I thought it was rather neat, with the associated information on the board it gave me a sense of what was happening in that period. The experience got me thinking about Augmented Reality on modern smartphones and the headset's (I've been lucky enough to play with a Magic Leap) - the usecases we demo with these devices are just not worth the cost of development right now.
I costed out what I thought it would take to create this above experience but as a digital interactive, and I could quite easily see an agency costing this out to be in the region of $30k to $50k at a minimum, not to mention the cost of the devices that you need to run an experience and the real-world signage that describes how you activate the AR experience.
This brings me on to the following Real (in the true digital sense) AR experience that I saw in Nagoya Castle.
There's a nice big sign that tells you to use a proper browser and not the ones inside Line or Twitter - I suspect this is because they don't normally have access to the camera or other API's consistently (I believe this is a bigger issue on iOS)
Then you get some premium real-estate describing what to do (take a photo of one of the signs) so that you can get access to some extra content.
Pointing qrsnapper.com at it, it loads up Nagoya Castle's AR experience (note: I had to take screenshots after the fact because I forgot to take proper photos whilst using the site).
Which then loads up another Web App that uses the camera to let you scan the special symbols dotted around the castle.
Finally, I can then load up the experience and get some more information in a rather cute video overlay on the real-world.
This is not the AR demos you see in an Apple Keynote, but it is AR and it is contextual, so whilst I found this incredibly neat and I am also incredibly grateful for the exhibition to be able to offer an experience like this bypassing the Native apps in favour of a quick to load and use Web experience. However, I didn't find that it added much value to what could have been written text on a placard and I wonder what the cost was to build this and place the instructional signs in the building - and I wonder if it was worth the cost in the long run.

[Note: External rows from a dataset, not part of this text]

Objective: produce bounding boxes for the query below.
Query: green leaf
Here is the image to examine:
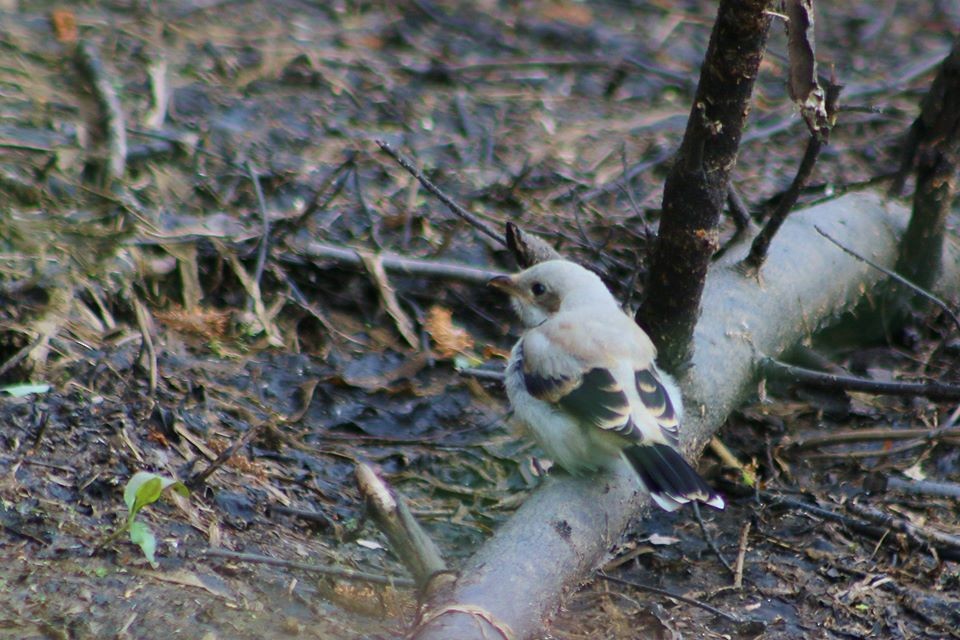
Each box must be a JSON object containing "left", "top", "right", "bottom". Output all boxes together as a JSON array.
[
  {"left": 129, "top": 520, "right": 158, "bottom": 567},
  {"left": 0, "top": 383, "right": 51, "bottom": 397},
  {"left": 452, "top": 354, "right": 482, "bottom": 370},
  {"left": 124, "top": 472, "right": 188, "bottom": 516},
  {"left": 121, "top": 472, "right": 189, "bottom": 566}
]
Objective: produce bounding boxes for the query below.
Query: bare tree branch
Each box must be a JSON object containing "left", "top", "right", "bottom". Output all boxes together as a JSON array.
[{"left": 637, "top": 0, "right": 774, "bottom": 371}]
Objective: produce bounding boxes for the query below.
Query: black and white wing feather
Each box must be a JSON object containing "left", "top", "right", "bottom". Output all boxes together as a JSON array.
[
  {"left": 511, "top": 337, "right": 644, "bottom": 442},
  {"left": 634, "top": 368, "right": 681, "bottom": 448}
]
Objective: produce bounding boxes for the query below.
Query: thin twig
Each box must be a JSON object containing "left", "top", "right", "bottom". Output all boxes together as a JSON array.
[
  {"left": 781, "top": 425, "right": 960, "bottom": 451},
  {"left": 458, "top": 367, "right": 506, "bottom": 381},
  {"left": 76, "top": 40, "right": 127, "bottom": 182},
  {"left": 352, "top": 163, "right": 381, "bottom": 248},
  {"left": 287, "top": 158, "right": 353, "bottom": 233},
  {"left": 733, "top": 520, "right": 751, "bottom": 590},
  {"left": 743, "top": 135, "right": 823, "bottom": 270},
  {"left": 800, "top": 438, "right": 936, "bottom": 460},
  {"left": 597, "top": 571, "right": 743, "bottom": 623},
  {"left": 726, "top": 183, "right": 752, "bottom": 231},
  {"left": 356, "top": 462, "right": 448, "bottom": 588},
  {"left": 762, "top": 357, "right": 960, "bottom": 400},
  {"left": 132, "top": 295, "right": 158, "bottom": 397},
  {"left": 269, "top": 263, "right": 367, "bottom": 346},
  {"left": 143, "top": 47, "right": 168, "bottom": 129},
  {"left": 247, "top": 161, "right": 271, "bottom": 289},
  {"left": 815, "top": 225, "right": 960, "bottom": 334},
  {"left": 375, "top": 140, "right": 504, "bottom": 245},
  {"left": 714, "top": 183, "right": 756, "bottom": 261},
  {"left": 710, "top": 436, "right": 756, "bottom": 486},
  {"left": 846, "top": 500, "right": 960, "bottom": 551},
  {"left": 291, "top": 239, "right": 504, "bottom": 284},
  {"left": 865, "top": 474, "right": 960, "bottom": 499},
  {"left": 761, "top": 492, "right": 960, "bottom": 561},
  {"left": 267, "top": 504, "right": 336, "bottom": 530},
  {"left": 575, "top": 147, "right": 674, "bottom": 203},
  {"left": 0, "top": 333, "right": 47, "bottom": 379},
  {"left": 201, "top": 548, "right": 415, "bottom": 588},
  {"left": 692, "top": 501, "right": 734, "bottom": 575},
  {"left": 0, "top": 454, "right": 73, "bottom": 474},
  {"left": 187, "top": 422, "right": 265, "bottom": 488}
]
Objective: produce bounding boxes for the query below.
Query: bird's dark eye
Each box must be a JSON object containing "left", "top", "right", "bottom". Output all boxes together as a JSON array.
[{"left": 531, "top": 282, "right": 546, "bottom": 296}]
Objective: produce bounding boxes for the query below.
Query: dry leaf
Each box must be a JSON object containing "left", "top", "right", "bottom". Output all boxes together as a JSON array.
[
  {"left": 155, "top": 306, "right": 229, "bottom": 339},
  {"left": 425, "top": 306, "right": 475, "bottom": 358},
  {"left": 136, "top": 568, "right": 234, "bottom": 600},
  {"left": 539, "top": 4, "right": 593, "bottom": 26},
  {"left": 338, "top": 351, "right": 431, "bottom": 390},
  {"left": 358, "top": 250, "right": 418, "bottom": 348},
  {"left": 51, "top": 9, "right": 78, "bottom": 44},
  {"left": 785, "top": 0, "right": 828, "bottom": 136}
]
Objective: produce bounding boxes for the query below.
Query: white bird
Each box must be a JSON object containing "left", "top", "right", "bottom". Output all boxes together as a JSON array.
[{"left": 489, "top": 259, "right": 724, "bottom": 511}]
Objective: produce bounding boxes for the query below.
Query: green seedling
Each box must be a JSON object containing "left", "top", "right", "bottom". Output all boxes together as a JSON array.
[{"left": 122, "top": 472, "right": 189, "bottom": 567}]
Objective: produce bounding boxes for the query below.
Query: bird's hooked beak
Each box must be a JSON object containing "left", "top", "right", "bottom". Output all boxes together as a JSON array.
[{"left": 487, "top": 274, "right": 518, "bottom": 295}]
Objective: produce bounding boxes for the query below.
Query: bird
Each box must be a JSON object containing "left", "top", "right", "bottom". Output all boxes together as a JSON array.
[{"left": 489, "top": 259, "right": 724, "bottom": 511}]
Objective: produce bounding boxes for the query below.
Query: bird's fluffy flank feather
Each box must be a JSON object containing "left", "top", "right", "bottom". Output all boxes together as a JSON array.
[
  {"left": 515, "top": 340, "right": 638, "bottom": 437},
  {"left": 512, "top": 340, "right": 580, "bottom": 402}
]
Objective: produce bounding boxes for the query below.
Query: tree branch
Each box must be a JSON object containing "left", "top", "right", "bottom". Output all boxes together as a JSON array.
[
  {"left": 893, "top": 35, "right": 960, "bottom": 290},
  {"left": 637, "top": 0, "right": 774, "bottom": 371}
]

Next, the other big issue was discoverability. I had to load up two camera applications: my QR scanner to get to the web page, and then the Web app's object scanner. This should be a major concern for any AR based experiences for the foreseeable future. If they are not easily discoverable and useable, they won't be used. Apps won't solve the discovery problem (everyone will have to scan that QR code) just to get the priviledge of a huge one-time use download. The only place I can see this being solved is in the Camera app directly with a (Web ideally) Content layer over it that allows people to create and host content for it quickly
I've got a small amount of hope (biased) for projects like the Web Perception Toolkit that are attempting to make it easier to build experiences that can be discovered off non-QR based anchors. But there would need to be deeper integration of discovery in to the Camera of multiple OSs to get AR really taking off for the consumer use-cases that we talk about. And we haven't even talked about the content creation aspect of this. It's not cheap.
Right now, the experience in Chester will have to suffice. And maybe that is okay.